The other issue that shows a striking divide along the lines of party affiliation is perceptions of inequality. While very few people think that the pandemic has reduced the gap between rich and poor, there is a much stronger perception that the gap has increased among those who voted Labour (76%) or Remain (71%) than those who voted Conservative (46%) or Leave (47%). Interestingly, this perception is also held more strongly among households that are generally well-off (ABC1) as opposed to poorer households (C2DE). Similarly, even though the economic impacts of coronavirus might be expected to fall more heavily on C2DE respondents, they report similar concern for their personal economic situation (47%) as do ABC1 (45%).

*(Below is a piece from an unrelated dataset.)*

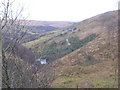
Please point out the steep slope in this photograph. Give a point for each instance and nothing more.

The general perspective that inequality has increased is shared across other countries, but only in the US is the political divide in perception as stark as it is in Britain. In fact, it is far more so with 72% of 2016 Clinton voters considering the gap to have increased, while just 36% of Trump supporters hold that view. In contrast, Macron and Le Pen voters in France are broadly comparable (67% and 64%, respectively).

Figure 14

Perceptions on inequality, by GB politics and socioeconomics, and US and FR politics

covid-19-and-changing-attitudes-concerns-future-and-trust - Figure 14 – Perceptions on inequality, by GB politics and socioeconomics, and US and FR politics

Question - From what you know, do you think that so far the coronavirus pandemic has increased or decreased the gap between rich and poor in (your country), or has it made no real difference either way?

EDITOR’S NOTE: The source of this data is polling conducted by YouGov of a sample of 8,494 adults in Great Britain, the United States, Germany and France. The sample was made up of 2,033 adults in GB between 4 and 15 June 2020; 2,418 adults in the US between 8 and 11 June 2020; 2,020 adults in Germany between 9 and 12 June 2020; and 2,023 adults in France between 9 and 11 June 2020.